= Human rights in Guinea-Bissau =

Guinea-Bissau’s human rights records has recently been positively cited due to the successes of several non-governmental organizations and human rights activists. In the country’s history, however, human rights abuses had been perpetrated during periods of political turmoil and conflict. Overall, the situation of human rights in Guinea-Bissau has been described as a reflection of the political, social, economic, and cultural path the country took since independence.

==Independence and human rights==
After Guinea-Bissau’s independence, the liberation movement African Party for the Independence of Guinea and Cape Verde (PAIGC) dominated the government for many years. It initially adopted the Marxist-Leninist political and economic systems. The move to centralize power and socialize the country’s economy had resulted to an inefficient state apparatus that increased the incidence of poverty. It also led to a spate of human rights violations as the state security executed individuals branded as collaborators of the Portuguese regime. The nascent state also faced a series of internal conflicts, violence, and instability, which created conditions for the violation of civil liberties.
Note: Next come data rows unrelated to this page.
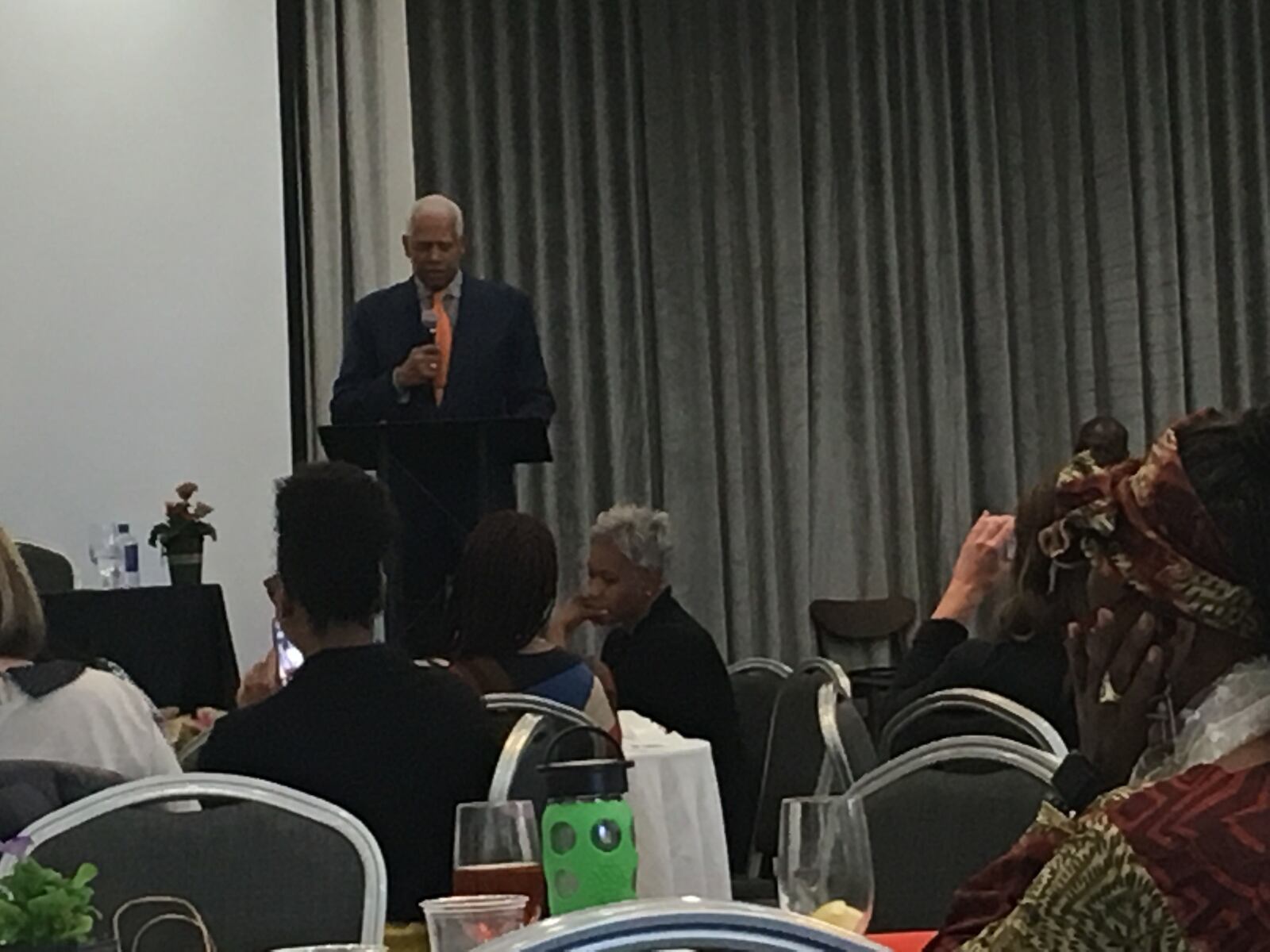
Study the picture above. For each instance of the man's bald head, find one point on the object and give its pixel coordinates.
(433, 240)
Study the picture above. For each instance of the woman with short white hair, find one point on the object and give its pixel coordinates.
(666, 666)
(64, 711)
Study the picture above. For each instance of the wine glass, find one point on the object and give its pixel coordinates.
(497, 852)
(825, 866)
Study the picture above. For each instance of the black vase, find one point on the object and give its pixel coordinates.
(186, 560)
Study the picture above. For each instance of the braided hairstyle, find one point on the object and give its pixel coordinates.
(1041, 602)
(336, 526)
(1227, 460)
(505, 585)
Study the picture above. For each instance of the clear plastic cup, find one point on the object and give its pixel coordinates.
(461, 923)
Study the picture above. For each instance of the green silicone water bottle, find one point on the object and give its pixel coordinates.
(588, 833)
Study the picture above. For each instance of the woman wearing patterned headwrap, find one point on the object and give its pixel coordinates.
(1166, 839)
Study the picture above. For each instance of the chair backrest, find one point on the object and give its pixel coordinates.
(799, 758)
(851, 753)
(35, 789)
(539, 721)
(50, 570)
(963, 711)
(756, 683)
(677, 923)
(533, 704)
(268, 869)
(779, 670)
(933, 823)
(851, 631)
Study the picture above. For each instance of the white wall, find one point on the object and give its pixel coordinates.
(143, 301)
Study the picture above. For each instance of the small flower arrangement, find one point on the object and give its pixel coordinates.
(40, 907)
(184, 520)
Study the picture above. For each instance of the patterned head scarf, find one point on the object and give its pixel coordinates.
(1146, 520)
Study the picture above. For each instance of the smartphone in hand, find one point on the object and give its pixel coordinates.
(289, 655)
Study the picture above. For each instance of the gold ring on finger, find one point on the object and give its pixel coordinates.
(1108, 695)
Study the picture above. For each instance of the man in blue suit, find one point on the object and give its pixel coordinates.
(441, 346)
(492, 365)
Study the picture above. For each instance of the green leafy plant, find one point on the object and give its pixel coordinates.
(184, 520)
(41, 907)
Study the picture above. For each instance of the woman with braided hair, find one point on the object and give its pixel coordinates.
(499, 609)
(1165, 838)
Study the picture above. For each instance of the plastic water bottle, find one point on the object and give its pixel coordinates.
(131, 554)
(108, 558)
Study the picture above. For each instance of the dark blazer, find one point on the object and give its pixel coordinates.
(399, 747)
(668, 668)
(495, 366)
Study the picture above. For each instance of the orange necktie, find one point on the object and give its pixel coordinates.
(444, 340)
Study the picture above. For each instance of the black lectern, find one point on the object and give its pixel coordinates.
(444, 475)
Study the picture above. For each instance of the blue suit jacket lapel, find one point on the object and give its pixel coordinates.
(467, 330)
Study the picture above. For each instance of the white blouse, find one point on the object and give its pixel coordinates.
(97, 720)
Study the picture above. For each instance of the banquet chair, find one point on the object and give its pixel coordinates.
(50, 570)
(931, 827)
(960, 711)
(271, 867)
(867, 638)
(33, 789)
(802, 757)
(537, 723)
(679, 923)
(756, 682)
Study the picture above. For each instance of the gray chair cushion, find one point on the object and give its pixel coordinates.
(933, 829)
(260, 877)
(50, 571)
(32, 789)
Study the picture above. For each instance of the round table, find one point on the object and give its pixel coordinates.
(679, 816)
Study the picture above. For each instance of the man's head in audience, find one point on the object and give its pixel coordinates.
(505, 585)
(433, 241)
(626, 570)
(1105, 438)
(22, 619)
(334, 528)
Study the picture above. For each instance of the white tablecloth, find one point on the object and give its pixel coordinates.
(679, 818)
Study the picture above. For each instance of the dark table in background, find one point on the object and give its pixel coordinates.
(173, 641)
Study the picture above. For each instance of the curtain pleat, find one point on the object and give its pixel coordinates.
(825, 278)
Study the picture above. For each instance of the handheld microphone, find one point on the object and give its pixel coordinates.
(429, 329)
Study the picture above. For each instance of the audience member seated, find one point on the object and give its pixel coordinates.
(664, 664)
(65, 711)
(1172, 687)
(499, 608)
(1026, 660)
(359, 725)
(1104, 438)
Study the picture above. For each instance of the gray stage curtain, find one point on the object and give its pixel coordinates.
(825, 278)
(355, 175)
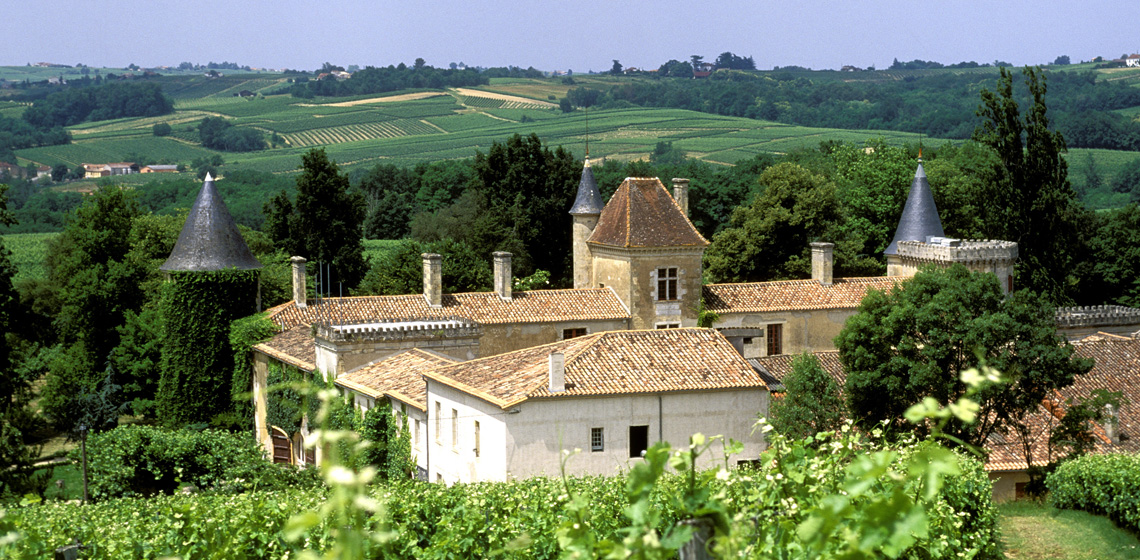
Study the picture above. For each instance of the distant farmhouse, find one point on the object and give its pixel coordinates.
(97, 170)
(495, 384)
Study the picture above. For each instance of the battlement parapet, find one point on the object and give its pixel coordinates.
(959, 251)
(1084, 316)
(453, 327)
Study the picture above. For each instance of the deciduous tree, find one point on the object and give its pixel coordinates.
(915, 340)
(811, 403)
(1031, 201)
(325, 222)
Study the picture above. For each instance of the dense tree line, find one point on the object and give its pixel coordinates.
(377, 80)
(111, 100)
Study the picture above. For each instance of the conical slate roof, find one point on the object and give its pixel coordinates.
(920, 216)
(588, 200)
(210, 240)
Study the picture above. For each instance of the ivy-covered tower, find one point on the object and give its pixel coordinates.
(212, 280)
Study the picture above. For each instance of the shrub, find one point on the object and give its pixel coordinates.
(1106, 485)
(141, 460)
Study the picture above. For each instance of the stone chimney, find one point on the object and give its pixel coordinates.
(681, 194)
(558, 372)
(1112, 421)
(503, 277)
(433, 280)
(823, 260)
(299, 287)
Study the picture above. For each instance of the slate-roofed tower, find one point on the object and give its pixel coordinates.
(586, 208)
(210, 240)
(648, 251)
(919, 220)
(213, 280)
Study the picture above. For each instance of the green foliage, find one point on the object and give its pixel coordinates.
(770, 238)
(811, 403)
(1105, 485)
(391, 444)
(400, 272)
(325, 225)
(914, 341)
(1109, 274)
(113, 100)
(244, 333)
(197, 360)
(287, 399)
(1031, 202)
(144, 461)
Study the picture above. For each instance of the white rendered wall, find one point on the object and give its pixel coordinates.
(530, 443)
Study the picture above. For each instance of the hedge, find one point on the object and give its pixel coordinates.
(1105, 485)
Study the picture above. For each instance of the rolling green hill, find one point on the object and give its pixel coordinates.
(409, 127)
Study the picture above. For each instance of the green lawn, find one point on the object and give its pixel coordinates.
(1036, 532)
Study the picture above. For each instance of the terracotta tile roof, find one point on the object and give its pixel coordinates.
(397, 375)
(642, 213)
(1116, 368)
(536, 306)
(784, 295)
(780, 366)
(293, 347)
(611, 363)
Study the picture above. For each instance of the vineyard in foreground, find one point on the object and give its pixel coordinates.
(812, 498)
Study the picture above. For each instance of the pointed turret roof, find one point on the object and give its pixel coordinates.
(920, 216)
(210, 240)
(588, 200)
(642, 213)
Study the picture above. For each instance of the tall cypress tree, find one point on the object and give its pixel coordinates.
(1032, 201)
(325, 225)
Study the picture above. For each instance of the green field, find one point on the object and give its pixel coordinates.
(404, 130)
(29, 254)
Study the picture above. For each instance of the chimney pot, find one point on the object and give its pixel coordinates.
(681, 194)
(558, 372)
(299, 280)
(503, 277)
(433, 280)
(822, 262)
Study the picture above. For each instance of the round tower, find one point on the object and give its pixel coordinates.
(586, 208)
(213, 278)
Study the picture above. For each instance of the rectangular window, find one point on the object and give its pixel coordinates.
(455, 429)
(572, 333)
(596, 439)
(439, 414)
(666, 284)
(638, 440)
(775, 340)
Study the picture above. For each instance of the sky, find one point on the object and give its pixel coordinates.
(583, 35)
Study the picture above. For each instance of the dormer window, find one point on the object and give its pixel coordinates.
(667, 284)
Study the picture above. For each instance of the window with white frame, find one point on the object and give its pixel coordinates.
(455, 429)
(667, 284)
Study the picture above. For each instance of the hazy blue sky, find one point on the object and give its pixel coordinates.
(561, 34)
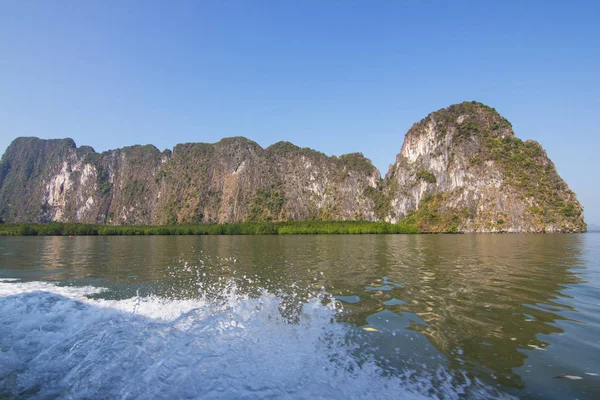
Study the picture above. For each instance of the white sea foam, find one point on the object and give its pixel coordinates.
(56, 342)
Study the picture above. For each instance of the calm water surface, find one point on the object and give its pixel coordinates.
(398, 316)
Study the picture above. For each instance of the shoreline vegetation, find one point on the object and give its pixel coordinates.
(244, 228)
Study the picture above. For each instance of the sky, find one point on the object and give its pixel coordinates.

The dictatorial and autocratic rule was followed by four military coup d’état, a civil war, and the murder of the country’s independence leader, Amílcar Cabral. The internal strife that emerged during these periods of instability led to perpetuation of human rights abuses. After Cabral’s death, he was succeeded by his brother and PAIGC co-founder, Luís Cabral. The new government then attempted to consolidate power by imprisoning individuals suspected of participating in coup plots without trial. Cabral was overthrown during the military takeover in 1980.

==Vieira’s regime==
After the coup, Brigadier Joao Bernardo Vieira was installed as President of the national revolutionary council, which was composed of military officers. By 1981, the national congress passed a law establishing PAIGC as the single national party under the pretext that the initiatives were being pursued in preparation for national elections and the formation of a permanent governmental structure. In 1994, the first multiparty election was held in Guinea-Bissau and Vieira emerged victorious. Under this new regime, the prominent human rights problems included:
- Violent dispersal of demonstrations
- Poor prison conditions
- Corruption and impunity
- Violence and discrimination against women
- Female genital mutilation
- Child labor
- Child trafficking

Vieira was also overthrown after a bitter civil war from June 1998 to May 1999. After this conflict was concluded and Kumba Ialá assumed power, there were only few reports of the massacres and systematic torture that often come with civil wars. During Yala’s regime, which ended the 26 years of PAIGC governance, human rights abuses continued at the hands of security forces. Human rights activists, journalists, and ordinary citizens were subjected to torture and imprisonment. These were perpetrated with impunity because opposing political parties and the civic society were too intimidated to serve as counterweight to Yala’s rule.

==Recent developments==
During the United Nations’ 2015 Universal Periodic Review (UPR), which evaluated Guinea-Bissau’s human rights performance in terms of legislative developments, it was found that the country has made progress in the area of equality. It has recognized discrimination based on sexual orientation and gender identity as a serious state concern. The state also reaffirmed the constitutional guarantee for the equality of all citizens.

By 2021, human rights issues include reports of harassment, arbitrary detentions, and physical assault involving activists and journalists who criticize the government.